“Reality is the only teacher. If the training isn’t physically demanding, it isn’t martial. If it isn’t precise, it isn’t Taiji. We embrace the hardship of the ‘forge’ to burn away the ego, leaving behind a physically dangerous practitioner, yet fundamentally still.”
The Physical Audit
Martial training is a process of removing lies from the body. Most people move with tension and call it strength, or move with limpness and call it relaxation. Neither is Taijiquan. To reach the “unaltered” state, one must move past theory and into embodiment.
The following principles are not suggestions; they are the mechanical requirements of the art.
1. The Open Hip (Kua)
Opening the hip is one of the most difficult requirements in Taijiquan. Without an open hip, there is no steering; without steering, there is no power.
In our lineage, we do not simply “turn the waist.” We operate the hips as two distinct yet synchronized engines:
- The Weighted Side (Steering): The side holding slightly more of the weight acts as the axis. It must stay open to steer the incoming force into the ground. If this hip locks, you become a “static target” and will be bullied by superior force.
- The Sunk Side (Power): Power is created in the void. By sinking the hip on the non-weighted side, you create a pressurized rotation.
The Embodiment: One hip rotates inward while the other rotates outward. This counter-rotation is the source of the “spiraling” power that Hong Junsheng decoded over 15 years in Beijing.
2. Sink and Turn
This is the distilled essence of the art. It is the answer provided by Master Liu ChengDe when asked to define Taiji.

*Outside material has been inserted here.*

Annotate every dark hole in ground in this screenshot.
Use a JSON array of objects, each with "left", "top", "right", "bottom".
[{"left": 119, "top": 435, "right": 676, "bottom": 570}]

- Sink: This is the health requirement. Sinking the hip decompressses the spine and restores the lower back. It is how Liu healed his own body.
- Turn: This is the martial requirement. The turn is not a twist of the shoulders; it is a rotation of the center made possible only by the open hips.
When these two are unified, you have the “stability that cannot be moved.”

3. No Empty Postures
In 1956, Chen Fa-ke confirmed that in this stream, there are no empty postures.
- If a movement has no martial application, it is empty.
- If a movement has no health benefit, it is empty.
- If the hip is closed, the posture is empty.
To train “martially” means to ensure that every posture can withstand a partner’s weight. To train “peacefully” means to do so without the ego-driven tension that leads to a desire to ‘win’.
4. The Calm of Capability
We do not seek a “Zen aura” through imagination. We seek it through Mechanical Efficiency.
A man who cannot open his hips must struggle, pant, and fight to move an opponent. A man who has embodied these principles moves with the calm of a machine because he is no longer fighting himself. He is dangerous because he is efficient; he is peaceful because he is certain.